I have an application where I have one login component and a home module. I want to have an aux route inside the home module.

As soon as the user logs in I am redirecting to the home route.

This is my app-routing.module

const routes: Routes = [
  {
    path: 'login',
    component: LoginComponent
  },
  {
    path: '',
    redirectTo: 'home',
    pathMatch: 'full'
  }
];

@NgModule({
 imports: [RouterModule.forRoot(routes)],
 exports: [RouterModule]
})
export class AppRoutingModule { }

Below is my home-routing.module.ts

const routes: Routes = [
    {
        path: 'home',
        children: [
            {
                path: '',
                component: HomeComponent,
                canActivate: [CanActivateGuard]
            },
            {
                path: '',
                outlet: 'aux',
                component: DashboardComponent,
                canActivate: [CanActivateGuard]
            }
        ]
    }
];

@NgModule({
  imports: [RouterModule.forChild(routes)],
  exports: [RouterModule]
})
export class HomeRoutingModule { }

My expectation is that when the app is redirected to the home route this.router.navigate(['/home']); then both HomeComponent should be rendered (which is rendering right now) and DashboardComponent should be rendered (which is not rendering)
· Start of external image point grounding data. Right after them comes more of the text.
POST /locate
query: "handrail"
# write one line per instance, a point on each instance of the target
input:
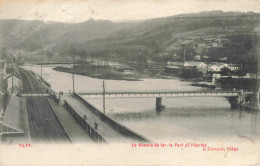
(115, 125)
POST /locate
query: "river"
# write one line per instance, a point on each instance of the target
(189, 118)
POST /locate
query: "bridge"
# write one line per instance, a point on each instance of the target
(235, 97)
(167, 94)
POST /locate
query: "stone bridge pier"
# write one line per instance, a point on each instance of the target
(234, 102)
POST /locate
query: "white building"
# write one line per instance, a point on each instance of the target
(216, 67)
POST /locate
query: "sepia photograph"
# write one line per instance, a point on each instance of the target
(127, 82)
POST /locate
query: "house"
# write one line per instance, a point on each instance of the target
(223, 59)
(173, 67)
(234, 67)
(216, 67)
(3, 68)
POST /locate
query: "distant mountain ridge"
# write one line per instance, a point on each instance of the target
(34, 35)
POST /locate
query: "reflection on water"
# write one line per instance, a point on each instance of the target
(191, 118)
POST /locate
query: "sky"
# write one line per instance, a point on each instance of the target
(72, 11)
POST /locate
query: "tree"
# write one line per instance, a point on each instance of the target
(225, 71)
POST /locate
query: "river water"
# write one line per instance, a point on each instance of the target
(190, 118)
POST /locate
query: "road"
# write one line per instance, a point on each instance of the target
(44, 126)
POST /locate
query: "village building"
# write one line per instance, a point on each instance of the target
(216, 67)
(14, 84)
(234, 67)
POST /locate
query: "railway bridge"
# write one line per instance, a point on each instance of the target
(236, 98)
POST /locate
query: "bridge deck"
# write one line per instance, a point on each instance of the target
(161, 94)
(104, 129)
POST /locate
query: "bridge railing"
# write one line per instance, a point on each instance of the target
(115, 125)
(167, 94)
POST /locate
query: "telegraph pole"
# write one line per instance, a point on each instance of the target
(104, 92)
(73, 76)
(41, 72)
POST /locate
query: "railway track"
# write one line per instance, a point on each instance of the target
(43, 124)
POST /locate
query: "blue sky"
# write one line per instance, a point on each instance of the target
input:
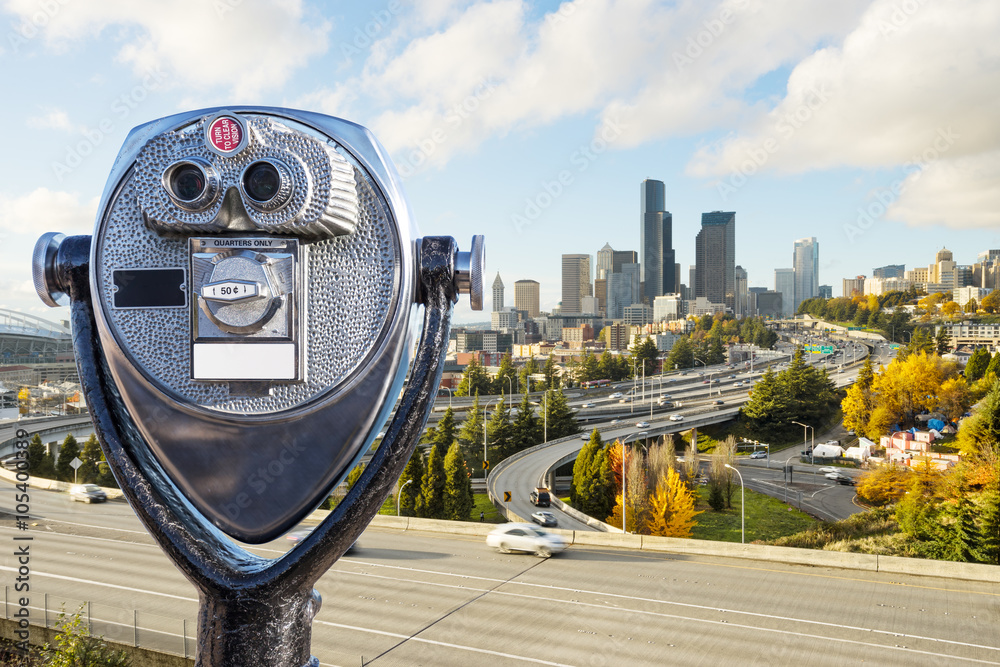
(871, 125)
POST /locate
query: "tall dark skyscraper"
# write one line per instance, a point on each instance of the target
(656, 241)
(715, 258)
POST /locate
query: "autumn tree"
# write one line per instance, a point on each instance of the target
(883, 485)
(671, 508)
(976, 367)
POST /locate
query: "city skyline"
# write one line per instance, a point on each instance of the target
(528, 123)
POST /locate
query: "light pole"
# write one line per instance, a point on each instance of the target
(399, 494)
(743, 525)
(485, 457)
(812, 450)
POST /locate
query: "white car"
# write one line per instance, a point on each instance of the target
(525, 537)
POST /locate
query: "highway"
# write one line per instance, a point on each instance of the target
(820, 497)
(414, 598)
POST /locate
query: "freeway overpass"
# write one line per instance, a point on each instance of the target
(411, 596)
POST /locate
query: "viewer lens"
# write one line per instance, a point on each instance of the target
(262, 182)
(187, 182)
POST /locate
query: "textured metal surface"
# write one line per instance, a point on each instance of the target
(344, 272)
(324, 205)
(254, 611)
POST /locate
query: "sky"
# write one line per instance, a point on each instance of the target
(870, 125)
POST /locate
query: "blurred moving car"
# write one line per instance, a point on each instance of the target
(525, 537)
(544, 518)
(87, 493)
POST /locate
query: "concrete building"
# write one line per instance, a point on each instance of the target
(854, 286)
(890, 271)
(526, 297)
(769, 304)
(741, 307)
(715, 258)
(623, 291)
(638, 314)
(576, 282)
(784, 282)
(805, 263)
(497, 293)
(655, 241)
(668, 307)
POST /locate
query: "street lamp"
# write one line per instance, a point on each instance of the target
(743, 525)
(812, 450)
(399, 494)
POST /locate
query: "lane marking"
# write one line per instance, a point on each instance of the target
(665, 602)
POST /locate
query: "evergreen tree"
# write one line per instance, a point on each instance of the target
(475, 380)
(92, 456)
(580, 486)
(551, 372)
(499, 440)
(445, 433)
(530, 368)
(471, 435)
(432, 488)
(409, 492)
(526, 430)
(506, 378)
(975, 368)
(458, 500)
(39, 461)
(646, 354)
(942, 341)
(681, 354)
(561, 418)
(69, 451)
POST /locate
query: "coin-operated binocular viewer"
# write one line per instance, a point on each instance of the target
(244, 318)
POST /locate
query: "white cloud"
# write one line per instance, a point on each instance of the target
(52, 119)
(44, 210)
(959, 193)
(243, 46)
(615, 57)
(908, 75)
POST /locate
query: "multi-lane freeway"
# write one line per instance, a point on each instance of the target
(415, 598)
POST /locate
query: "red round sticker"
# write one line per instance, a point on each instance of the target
(225, 134)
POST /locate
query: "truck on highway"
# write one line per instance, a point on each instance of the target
(540, 497)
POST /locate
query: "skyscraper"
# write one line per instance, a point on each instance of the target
(784, 284)
(805, 261)
(605, 261)
(497, 294)
(715, 258)
(655, 241)
(576, 282)
(526, 297)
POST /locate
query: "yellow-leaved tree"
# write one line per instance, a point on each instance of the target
(883, 484)
(671, 508)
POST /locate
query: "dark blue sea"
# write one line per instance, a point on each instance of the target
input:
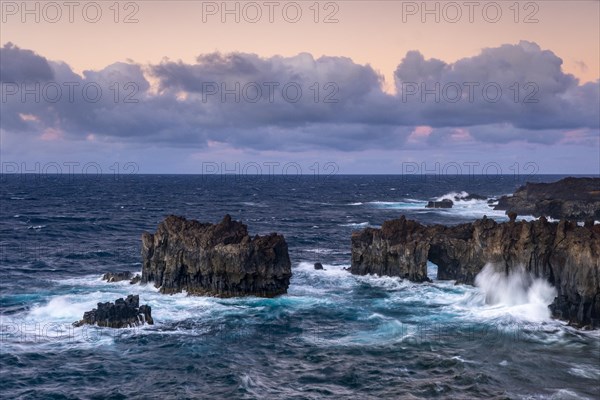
(334, 335)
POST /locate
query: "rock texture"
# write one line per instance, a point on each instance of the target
(570, 198)
(440, 204)
(120, 314)
(121, 276)
(565, 254)
(214, 259)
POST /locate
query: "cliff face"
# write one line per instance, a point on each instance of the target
(214, 259)
(566, 255)
(569, 198)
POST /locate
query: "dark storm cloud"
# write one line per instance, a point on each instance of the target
(342, 105)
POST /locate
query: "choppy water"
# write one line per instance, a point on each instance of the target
(333, 335)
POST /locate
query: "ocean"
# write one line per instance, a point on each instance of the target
(334, 335)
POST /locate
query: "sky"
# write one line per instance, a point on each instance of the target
(330, 87)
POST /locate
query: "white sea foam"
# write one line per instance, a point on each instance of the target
(402, 205)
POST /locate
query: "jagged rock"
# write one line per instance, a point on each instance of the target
(120, 314)
(394, 250)
(440, 204)
(214, 259)
(117, 276)
(121, 276)
(566, 255)
(569, 198)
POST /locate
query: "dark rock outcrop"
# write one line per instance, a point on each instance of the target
(440, 204)
(570, 198)
(120, 314)
(565, 254)
(121, 276)
(470, 196)
(117, 276)
(214, 259)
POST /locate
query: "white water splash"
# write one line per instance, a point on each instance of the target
(517, 293)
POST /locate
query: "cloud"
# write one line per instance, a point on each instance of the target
(301, 103)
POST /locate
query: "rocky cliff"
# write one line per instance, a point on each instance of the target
(566, 255)
(214, 259)
(570, 198)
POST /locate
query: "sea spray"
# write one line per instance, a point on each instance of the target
(517, 292)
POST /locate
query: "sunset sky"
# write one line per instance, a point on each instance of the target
(378, 83)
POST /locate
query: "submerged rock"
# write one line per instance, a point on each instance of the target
(569, 198)
(117, 276)
(120, 314)
(566, 255)
(440, 204)
(214, 259)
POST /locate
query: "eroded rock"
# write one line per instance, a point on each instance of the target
(123, 313)
(214, 259)
(565, 254)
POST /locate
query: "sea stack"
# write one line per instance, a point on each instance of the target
(214, 259)
(565, 254)
(125, 313)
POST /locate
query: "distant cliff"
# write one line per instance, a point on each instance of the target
(566, 255)
(214, 259)
(570, 198)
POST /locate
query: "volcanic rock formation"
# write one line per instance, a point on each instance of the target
(570, 198)
(214, 259)
(120, 314)
(565, 254)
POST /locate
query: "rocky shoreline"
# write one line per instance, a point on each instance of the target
(570, 198)
(223, 260)
(565, 254)
(214, 259)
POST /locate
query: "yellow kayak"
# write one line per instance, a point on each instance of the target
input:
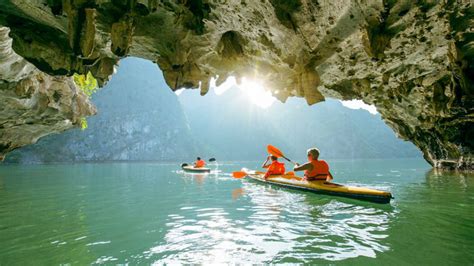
(323, 187)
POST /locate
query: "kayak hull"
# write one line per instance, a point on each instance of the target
(325, 188)
(192, 169)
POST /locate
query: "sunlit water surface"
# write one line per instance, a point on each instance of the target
(153, 213)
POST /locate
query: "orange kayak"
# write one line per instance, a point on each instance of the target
(323, 187)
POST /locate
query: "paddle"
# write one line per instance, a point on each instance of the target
(242, 174)
(239, 174)
(276, 152)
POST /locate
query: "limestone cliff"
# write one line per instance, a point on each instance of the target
(412, 59)
(138, 118)
(34, 104)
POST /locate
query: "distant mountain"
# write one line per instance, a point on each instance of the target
(139, 118)
(232, 128)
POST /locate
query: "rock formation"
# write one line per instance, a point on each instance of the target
(412, 59)
(33, 103)
(138, 118)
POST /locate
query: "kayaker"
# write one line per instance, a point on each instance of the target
(199, 163)
(273, 168)
(314, 169)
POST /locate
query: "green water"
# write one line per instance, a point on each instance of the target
(151, 213)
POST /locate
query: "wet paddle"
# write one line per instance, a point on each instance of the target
(276, 152)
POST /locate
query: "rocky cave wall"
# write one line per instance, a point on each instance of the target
(412, 59)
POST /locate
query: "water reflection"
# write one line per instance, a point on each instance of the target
(274, 225)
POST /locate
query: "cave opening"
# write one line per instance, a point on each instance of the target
(139, 118)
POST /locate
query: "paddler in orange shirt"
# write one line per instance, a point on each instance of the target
(199, 163)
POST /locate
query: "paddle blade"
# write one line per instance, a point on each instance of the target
(239, 174)
(274, 151)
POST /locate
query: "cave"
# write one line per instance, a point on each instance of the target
(412, 60)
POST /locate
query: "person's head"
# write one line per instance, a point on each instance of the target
(313, 154)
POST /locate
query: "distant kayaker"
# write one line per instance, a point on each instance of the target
(199, 163)
(273, 168)
(314, 169)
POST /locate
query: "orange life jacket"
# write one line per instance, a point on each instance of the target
(276, 168)
(199, 163)
(320, 171)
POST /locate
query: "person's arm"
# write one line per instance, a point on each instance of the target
(265, 165)
(330, 177)
(307, 166)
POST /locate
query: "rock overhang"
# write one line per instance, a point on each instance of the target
(413, 61)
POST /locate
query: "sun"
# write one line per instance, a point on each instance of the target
(256, 93)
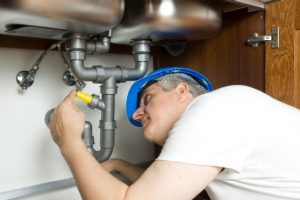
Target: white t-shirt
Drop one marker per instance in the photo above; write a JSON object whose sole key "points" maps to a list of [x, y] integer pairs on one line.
{"points": [[253, 136]]}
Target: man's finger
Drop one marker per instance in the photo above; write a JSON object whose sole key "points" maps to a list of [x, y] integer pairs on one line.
{"points": [[70, 96]]}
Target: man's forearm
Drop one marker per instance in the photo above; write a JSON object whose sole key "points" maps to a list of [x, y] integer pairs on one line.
{"points": [[92, 180], [131, 171]]}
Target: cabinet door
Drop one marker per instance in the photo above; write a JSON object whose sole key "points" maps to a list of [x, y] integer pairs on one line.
{"points": [[225, 58], [283, 64]]}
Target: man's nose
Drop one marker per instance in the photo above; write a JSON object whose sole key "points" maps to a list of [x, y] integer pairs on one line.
{"points": [[138, 114]]}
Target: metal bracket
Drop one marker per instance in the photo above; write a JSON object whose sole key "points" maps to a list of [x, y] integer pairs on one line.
{"points": [[256, 39]]}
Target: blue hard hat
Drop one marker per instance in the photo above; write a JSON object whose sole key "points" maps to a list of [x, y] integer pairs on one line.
{"points": [[132, 102]]}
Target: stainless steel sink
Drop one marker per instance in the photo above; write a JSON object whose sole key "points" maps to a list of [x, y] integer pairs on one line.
{"points": [[162, 20], [53, 18], [156, 20]]}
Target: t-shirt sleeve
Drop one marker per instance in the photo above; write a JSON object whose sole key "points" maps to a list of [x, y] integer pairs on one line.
{"points": [[210, 133]]}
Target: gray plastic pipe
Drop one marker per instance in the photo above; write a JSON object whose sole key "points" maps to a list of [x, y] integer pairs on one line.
{"points": [[77, 46]]}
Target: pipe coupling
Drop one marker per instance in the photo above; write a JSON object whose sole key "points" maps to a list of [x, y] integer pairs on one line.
{"points": [[77, 55]]}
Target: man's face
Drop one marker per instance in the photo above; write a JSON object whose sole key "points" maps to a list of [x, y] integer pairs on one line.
{"points": [[157, 113]]}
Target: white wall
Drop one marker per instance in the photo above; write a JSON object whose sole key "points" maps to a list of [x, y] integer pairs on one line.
{"points": [[28, 154]]}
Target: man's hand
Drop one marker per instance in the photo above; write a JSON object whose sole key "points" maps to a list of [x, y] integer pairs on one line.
{"points": [[67, 122]]}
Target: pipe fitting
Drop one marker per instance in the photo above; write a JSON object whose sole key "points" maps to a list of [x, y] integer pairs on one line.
{"points": [[96, 46]]}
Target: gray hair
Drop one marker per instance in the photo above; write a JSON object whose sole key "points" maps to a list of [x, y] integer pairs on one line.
{"points": [[170, 81]]}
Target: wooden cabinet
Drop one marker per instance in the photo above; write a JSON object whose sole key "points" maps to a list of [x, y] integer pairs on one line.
{"points": [[225, 59], [283, 64]]}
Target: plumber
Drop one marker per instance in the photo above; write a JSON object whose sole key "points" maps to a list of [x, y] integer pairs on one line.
{"points": [[235, 142]]}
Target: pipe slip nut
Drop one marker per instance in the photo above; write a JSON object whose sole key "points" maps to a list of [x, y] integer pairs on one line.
{"points": [[93, 101]]}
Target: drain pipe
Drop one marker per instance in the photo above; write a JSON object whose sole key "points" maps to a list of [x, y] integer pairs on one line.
{"points": [[77, 46]]}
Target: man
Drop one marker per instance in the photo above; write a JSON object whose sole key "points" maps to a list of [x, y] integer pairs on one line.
{"points": [[236, 141]]}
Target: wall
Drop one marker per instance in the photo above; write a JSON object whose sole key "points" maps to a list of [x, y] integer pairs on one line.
{"points": [[28, 155]]}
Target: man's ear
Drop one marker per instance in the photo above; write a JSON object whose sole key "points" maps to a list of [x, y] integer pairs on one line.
{"points": [[182, 89]]}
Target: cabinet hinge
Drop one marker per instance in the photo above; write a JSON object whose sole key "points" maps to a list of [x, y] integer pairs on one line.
{"points": [[257, 39]]}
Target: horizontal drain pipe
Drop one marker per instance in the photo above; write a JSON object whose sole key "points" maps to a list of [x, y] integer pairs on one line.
{"points": [[77, 46]]}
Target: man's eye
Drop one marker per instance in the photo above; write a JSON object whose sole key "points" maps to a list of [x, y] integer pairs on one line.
{"points": [[147, 99]]}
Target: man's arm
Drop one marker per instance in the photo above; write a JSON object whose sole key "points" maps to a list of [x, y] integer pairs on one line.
{"points": [[131, 171], [162, 180]]}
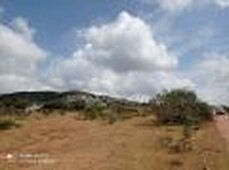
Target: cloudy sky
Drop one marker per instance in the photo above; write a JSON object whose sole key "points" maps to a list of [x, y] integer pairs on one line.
{"points": [[127, 48]]}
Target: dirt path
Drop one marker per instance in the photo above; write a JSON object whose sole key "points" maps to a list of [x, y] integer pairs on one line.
{"points": [[222, 123]]}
I tried all sort of hacks like providing a path to the component which need to be rendered inside aux route to 'dashboard' and from home component's ngOnInit method trying to redirect to the dashboard route this.router.navigate([{ outlets: { aux: 'dashboard' }}]);

But noting seems to work. What is it that I am doing wrong?

1
NOTE: When Angular processes routes it goes with the first one it finds. It won't process multiple routes with the same path. In the above routes you defined two with an empty path. It will always only pick the first one.DeborahK

1 Answers

0
votes

The syntax to activate both a primary route and a secondary (aux) route looks like this:

this.router.navigate(['/home', { outlets: { aux: 'dashboard' }}]);

However, as far as I know there is still a bug in the routing and this syntax does not work. (At least it didn't for me about 2 months ago when I tried it.)

I had to instead use syntax like this:

this.router.navigate([{ outlets: { 
                           primary: ['/home'], 
                           aux: ['dashboard'] 
}}]);

This syntax basically treats both routes as named routes and uses the Angular-defined name for the primary route ("primary"). You don't have to change your route configurations for this to work.